Mengungkap Keberadaan Suku Terisolasi Dapat Menyelamatkan Mereka?

By Gita Laras Widyaningrum, Senin, 3 September 2018 | 16:43 WIB
Gambar sekilas penyintas suku terasing di hutan Amazon. (FUNAI)

“Dengan semakin berkembangnya pertanian, dan aktivitas lain seperti pertambangan dan penebangan di Amazon, orang-orang ini mungkin bisa hilang sebelum publik tahu bahwa mereka ada,” kata Pereira.

Dia menyadari bahwa menggunakan drone untuk menyorot Orang-orang Berpanah ini merupakan taktik yang agresif.
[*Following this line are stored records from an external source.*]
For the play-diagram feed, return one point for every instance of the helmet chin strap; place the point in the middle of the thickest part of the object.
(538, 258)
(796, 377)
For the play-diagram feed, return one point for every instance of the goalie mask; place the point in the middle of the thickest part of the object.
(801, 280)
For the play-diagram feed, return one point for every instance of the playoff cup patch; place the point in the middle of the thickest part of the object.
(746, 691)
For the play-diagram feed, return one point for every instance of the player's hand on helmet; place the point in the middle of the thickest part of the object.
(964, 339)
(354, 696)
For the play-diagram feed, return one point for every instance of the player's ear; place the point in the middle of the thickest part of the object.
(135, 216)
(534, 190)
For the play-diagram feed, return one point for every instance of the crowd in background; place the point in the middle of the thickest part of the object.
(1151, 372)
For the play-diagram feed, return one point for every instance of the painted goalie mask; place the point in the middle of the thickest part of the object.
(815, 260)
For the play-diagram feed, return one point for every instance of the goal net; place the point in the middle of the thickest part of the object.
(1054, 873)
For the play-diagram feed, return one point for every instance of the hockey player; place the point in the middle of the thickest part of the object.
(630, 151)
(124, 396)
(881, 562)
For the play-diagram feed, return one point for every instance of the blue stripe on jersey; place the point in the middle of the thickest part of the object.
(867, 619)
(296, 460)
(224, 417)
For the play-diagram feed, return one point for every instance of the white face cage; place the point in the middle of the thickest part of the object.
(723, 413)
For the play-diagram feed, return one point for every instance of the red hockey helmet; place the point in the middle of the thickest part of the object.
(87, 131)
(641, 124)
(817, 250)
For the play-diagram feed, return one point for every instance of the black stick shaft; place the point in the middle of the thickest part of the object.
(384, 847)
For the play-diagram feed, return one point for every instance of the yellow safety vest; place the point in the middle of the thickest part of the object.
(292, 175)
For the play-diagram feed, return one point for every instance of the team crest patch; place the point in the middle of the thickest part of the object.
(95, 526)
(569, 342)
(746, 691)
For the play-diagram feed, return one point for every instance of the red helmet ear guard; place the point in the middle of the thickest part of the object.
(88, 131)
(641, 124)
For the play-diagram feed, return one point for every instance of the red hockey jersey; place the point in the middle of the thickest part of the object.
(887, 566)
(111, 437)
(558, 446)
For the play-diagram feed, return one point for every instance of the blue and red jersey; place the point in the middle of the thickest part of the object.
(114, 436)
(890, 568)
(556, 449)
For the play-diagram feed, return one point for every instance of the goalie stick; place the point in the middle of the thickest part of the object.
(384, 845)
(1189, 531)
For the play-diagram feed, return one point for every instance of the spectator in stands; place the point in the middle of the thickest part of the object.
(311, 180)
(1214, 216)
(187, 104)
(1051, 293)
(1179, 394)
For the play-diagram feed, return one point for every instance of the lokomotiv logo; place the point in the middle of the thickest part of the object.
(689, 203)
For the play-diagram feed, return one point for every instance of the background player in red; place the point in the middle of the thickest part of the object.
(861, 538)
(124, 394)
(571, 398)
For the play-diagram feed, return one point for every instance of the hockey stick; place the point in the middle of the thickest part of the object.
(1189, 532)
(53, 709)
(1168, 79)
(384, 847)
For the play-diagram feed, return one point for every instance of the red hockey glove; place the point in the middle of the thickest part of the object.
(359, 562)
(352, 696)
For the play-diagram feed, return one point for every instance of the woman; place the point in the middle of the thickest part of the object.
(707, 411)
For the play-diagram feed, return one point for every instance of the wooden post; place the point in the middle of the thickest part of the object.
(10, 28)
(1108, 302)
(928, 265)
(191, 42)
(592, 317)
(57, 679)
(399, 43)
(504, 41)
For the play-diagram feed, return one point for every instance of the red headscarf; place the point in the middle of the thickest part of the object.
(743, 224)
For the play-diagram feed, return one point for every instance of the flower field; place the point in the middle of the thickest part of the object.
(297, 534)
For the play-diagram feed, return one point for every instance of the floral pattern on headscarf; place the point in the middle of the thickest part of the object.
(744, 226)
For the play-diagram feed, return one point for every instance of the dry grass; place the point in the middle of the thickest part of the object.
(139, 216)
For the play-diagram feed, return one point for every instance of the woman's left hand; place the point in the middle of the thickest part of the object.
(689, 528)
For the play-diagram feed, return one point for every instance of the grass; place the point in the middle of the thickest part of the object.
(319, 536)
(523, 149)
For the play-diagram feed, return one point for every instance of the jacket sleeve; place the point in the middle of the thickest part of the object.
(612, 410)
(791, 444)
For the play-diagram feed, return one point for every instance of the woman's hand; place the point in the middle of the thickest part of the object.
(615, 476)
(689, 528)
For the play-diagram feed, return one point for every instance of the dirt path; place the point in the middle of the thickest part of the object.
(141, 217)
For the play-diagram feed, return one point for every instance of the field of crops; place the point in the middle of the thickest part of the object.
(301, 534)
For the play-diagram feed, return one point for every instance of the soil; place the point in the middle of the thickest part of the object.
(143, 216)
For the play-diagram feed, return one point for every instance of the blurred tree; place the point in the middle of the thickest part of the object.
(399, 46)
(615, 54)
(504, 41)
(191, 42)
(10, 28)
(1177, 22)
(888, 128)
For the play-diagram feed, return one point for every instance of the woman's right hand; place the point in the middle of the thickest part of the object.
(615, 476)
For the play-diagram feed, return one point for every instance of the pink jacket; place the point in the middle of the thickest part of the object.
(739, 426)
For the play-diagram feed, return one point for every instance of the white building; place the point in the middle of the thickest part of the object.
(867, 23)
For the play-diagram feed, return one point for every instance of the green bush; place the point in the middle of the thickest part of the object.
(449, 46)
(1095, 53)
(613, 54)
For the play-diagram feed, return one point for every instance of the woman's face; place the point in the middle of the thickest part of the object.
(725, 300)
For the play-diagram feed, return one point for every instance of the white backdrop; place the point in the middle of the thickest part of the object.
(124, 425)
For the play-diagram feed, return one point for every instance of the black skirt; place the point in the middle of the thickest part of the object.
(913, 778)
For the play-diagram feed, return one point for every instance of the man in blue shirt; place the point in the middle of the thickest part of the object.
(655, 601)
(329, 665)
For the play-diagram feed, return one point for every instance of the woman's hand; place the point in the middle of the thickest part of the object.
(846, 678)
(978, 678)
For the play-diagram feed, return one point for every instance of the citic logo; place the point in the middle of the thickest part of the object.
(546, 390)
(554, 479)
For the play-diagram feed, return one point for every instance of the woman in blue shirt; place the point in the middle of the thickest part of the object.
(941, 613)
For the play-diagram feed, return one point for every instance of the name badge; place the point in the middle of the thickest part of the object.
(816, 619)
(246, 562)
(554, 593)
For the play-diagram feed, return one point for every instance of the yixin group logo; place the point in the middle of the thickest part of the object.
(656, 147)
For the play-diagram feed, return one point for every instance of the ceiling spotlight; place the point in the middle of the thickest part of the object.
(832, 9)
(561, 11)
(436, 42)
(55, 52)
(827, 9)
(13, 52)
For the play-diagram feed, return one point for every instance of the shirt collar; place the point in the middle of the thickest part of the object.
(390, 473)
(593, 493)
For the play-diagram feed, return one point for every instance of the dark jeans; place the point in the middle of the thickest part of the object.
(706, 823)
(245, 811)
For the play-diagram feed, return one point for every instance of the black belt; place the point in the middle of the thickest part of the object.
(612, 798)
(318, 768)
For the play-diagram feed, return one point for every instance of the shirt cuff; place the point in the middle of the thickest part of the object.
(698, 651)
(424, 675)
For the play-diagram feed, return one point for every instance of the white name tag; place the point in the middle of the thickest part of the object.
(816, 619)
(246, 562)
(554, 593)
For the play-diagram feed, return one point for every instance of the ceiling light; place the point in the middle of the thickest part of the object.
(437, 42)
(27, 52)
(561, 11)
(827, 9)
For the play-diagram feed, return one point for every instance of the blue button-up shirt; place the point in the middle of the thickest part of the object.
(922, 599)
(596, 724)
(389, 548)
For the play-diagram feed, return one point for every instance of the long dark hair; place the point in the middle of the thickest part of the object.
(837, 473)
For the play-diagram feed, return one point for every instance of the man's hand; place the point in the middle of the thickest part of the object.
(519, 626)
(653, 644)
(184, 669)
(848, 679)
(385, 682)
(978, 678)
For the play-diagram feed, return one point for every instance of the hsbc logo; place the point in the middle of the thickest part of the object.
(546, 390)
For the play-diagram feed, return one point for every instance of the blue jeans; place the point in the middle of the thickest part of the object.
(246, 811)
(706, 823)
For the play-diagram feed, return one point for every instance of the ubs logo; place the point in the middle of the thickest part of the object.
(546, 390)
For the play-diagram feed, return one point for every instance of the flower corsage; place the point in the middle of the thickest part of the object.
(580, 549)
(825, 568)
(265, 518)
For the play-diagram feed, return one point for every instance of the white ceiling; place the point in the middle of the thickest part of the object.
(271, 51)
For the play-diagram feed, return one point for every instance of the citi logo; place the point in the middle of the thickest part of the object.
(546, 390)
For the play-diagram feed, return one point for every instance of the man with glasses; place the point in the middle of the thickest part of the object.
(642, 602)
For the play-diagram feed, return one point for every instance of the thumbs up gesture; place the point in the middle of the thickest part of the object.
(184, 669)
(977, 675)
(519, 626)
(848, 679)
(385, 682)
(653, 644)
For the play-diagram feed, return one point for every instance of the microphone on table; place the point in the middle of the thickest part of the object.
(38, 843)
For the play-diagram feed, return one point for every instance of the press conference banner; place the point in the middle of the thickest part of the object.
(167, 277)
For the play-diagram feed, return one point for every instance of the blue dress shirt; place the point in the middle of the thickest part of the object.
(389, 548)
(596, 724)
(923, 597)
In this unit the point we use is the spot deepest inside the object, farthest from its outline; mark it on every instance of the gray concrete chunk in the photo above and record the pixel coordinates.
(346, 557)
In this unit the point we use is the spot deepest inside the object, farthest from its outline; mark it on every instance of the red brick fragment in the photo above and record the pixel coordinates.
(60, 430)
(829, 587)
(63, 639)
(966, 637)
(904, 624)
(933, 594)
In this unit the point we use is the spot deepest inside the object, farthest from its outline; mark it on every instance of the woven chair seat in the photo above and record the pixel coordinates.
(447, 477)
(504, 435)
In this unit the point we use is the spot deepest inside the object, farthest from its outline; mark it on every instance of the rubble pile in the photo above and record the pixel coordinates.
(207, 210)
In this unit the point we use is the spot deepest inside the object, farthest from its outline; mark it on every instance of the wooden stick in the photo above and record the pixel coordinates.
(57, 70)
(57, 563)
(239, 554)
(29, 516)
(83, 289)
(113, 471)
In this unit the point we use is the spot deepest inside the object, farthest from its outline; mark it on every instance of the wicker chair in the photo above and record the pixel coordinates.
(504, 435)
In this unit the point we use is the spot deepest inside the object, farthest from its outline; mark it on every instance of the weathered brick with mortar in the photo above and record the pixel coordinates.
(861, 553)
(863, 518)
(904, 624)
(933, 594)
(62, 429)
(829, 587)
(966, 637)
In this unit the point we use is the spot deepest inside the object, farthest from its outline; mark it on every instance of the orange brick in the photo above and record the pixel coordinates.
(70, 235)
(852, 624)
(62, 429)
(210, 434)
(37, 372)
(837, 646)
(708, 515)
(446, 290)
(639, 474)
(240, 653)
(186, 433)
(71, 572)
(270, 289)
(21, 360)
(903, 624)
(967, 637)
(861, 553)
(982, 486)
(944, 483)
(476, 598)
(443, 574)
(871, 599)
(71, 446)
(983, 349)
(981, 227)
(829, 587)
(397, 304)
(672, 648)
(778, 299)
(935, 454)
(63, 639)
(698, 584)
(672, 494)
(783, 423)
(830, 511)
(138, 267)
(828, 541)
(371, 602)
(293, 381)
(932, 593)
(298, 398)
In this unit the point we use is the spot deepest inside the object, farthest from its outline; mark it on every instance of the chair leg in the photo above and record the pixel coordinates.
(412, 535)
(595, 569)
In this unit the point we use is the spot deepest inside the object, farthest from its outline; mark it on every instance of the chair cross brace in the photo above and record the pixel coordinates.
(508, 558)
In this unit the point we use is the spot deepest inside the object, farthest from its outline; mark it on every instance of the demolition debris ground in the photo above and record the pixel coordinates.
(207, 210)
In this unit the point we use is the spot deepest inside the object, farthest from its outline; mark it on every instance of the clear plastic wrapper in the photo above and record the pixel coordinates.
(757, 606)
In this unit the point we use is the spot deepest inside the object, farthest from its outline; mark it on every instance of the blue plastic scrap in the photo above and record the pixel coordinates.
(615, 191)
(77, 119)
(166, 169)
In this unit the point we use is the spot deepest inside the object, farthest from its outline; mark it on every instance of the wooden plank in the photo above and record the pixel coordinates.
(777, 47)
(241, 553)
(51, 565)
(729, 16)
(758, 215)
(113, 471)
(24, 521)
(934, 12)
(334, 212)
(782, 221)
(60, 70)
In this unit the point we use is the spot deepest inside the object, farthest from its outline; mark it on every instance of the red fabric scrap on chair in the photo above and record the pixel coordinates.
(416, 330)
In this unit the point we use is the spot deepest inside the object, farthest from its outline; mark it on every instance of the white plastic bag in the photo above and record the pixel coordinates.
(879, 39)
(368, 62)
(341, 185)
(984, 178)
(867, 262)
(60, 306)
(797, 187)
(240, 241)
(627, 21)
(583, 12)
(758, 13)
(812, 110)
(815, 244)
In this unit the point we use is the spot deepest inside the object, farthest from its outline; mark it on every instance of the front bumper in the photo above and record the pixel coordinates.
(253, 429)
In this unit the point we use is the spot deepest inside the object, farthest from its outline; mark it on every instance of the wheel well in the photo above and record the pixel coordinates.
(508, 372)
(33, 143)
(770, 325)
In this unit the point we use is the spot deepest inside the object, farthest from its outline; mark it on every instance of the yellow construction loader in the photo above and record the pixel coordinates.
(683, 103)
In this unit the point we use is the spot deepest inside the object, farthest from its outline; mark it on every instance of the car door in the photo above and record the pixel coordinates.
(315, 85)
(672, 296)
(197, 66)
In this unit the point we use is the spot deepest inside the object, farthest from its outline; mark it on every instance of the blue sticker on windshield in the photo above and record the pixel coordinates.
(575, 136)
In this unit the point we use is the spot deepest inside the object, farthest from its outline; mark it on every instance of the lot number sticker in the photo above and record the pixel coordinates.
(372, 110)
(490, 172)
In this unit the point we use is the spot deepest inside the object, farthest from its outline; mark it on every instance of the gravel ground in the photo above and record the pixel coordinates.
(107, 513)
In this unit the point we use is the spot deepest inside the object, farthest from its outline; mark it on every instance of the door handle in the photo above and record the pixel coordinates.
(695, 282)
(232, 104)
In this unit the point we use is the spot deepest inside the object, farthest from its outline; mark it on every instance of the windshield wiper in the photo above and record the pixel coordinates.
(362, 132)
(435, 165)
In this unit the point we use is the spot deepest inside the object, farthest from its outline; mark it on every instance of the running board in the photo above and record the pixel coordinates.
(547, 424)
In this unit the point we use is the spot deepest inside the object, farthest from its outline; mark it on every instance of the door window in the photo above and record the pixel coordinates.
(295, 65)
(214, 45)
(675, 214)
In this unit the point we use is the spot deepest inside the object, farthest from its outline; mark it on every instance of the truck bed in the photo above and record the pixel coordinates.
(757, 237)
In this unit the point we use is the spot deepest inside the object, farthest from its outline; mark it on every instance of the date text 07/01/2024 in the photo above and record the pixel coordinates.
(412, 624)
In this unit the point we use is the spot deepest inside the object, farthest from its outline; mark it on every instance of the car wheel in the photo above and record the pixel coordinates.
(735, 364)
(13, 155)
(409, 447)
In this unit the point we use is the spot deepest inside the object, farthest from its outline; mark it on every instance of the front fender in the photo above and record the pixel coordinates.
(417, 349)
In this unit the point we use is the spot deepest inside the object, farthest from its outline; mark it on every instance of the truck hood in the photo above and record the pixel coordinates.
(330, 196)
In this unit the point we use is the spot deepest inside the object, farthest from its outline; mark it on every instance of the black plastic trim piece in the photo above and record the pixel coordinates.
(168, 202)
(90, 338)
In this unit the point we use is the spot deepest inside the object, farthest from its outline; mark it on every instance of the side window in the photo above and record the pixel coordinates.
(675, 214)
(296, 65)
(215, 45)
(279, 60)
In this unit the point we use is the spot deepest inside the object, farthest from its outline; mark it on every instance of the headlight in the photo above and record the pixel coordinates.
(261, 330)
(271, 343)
Namun, Pereira menyatakan bahwa pesawat tak berawak itu dioperasikan lebih tinggi dari tahun lalu untuk menghindari kritik terkait pelanggaran privasi.

Para pemimpin adat di Brasil memuji keputusan FUNAI untuk melindungi komunitas terisolasi yang sangat rentan terhadap penyakit menular dan kekerasan dari dunia luar.

“Fakta bahwa mereka tidak pernah melakukan kontak di luar kelompoknya, membuatnya lebih rentan,” tutur Beto Marubo, salah satu anggota suku asli yang berbicara atas nama saudara-saudara terasing mereka.

Suku Beto, Marubo, merupakan salah satu dari enam suku yang mampu dikontak di Vale do Javari Indigenous Land. Selain itu, ada 11 komunitas terisolasi juga di wilayah tersebut.

Masih banyak misteri yang meliputi penyintas di suku Rondonia dan Flecheiros. Kedua suku ini sama sekali tidak pernah melakukan kontak langsung dengan dunia luar.

Hampir 500 mil dari cagar alam Tanaru, seorang penyintas suku terus menghindari kontak langsung dengan orang luar. Ia kabur dari petugas FUNAI yang mengamati pergerakannya, meninggalkan bawaan, bibit tanaman, dan alat-alatnya, serta melakukan patroli di perbatasan untuk mencegah intrusi yang berpotensi membahayakan keberlangsungan hidupnya.

Meski begitu, keberadaan agen FUNAI di hutan telah memunculkan kepercayaan tersendiri bagi mereka. Pereira menjelaskan, pria primitif tersebut pernah memberi isyarat kepada petugas untuk menghindari jebakan yang dia gali sebagai bentuk pertahanan dari penyusup dan untuk menjebak hewan liar.

Anggota suku itu juga menggali lubang-lubang yang dalam dan sempit pada gubuk beratap daun palem yang dibangunnya sendiri. Sejauh ini, agen-agen FUNAI telah menemukan lusinan tempat tinggal – masing-masing dengan lubang yang digali di gubuk -- dalam upayanya memantau suku-suku terasing.

Baca juga: Tradisi Para Biksu di Pegunungan Himalaya Saat Menyambut Musim Dingin

Meski masih bingung dengan tanda penggalian di dalam rumah tersebut, namun mereka menduga, itu mungkin merupakan bagian dari praktik spiritual anggota suku. Karena tidak mengetahui dari suku mana pria tersebut berasal, agen FUNAI menyebutnya dengan istilah índio do buraco atau manusia lubang.

“Saya merasa memiliki kewajiban untuk menebus penganiayaan yang pernah dialami para anggota suku,” kata Altair Algayer, agen FUNAI yang bertugas melindungi suku terisolasi selama 13 tahun, melalui sebuah e-mail yang dia tulis dari markasnya di hutan.

Algayer berharap, unggahan video tentang suku terasing bisa menarik perhatian pemerintah Brasil untuk membantu FUNAI melindungi suku-suku di Amazon.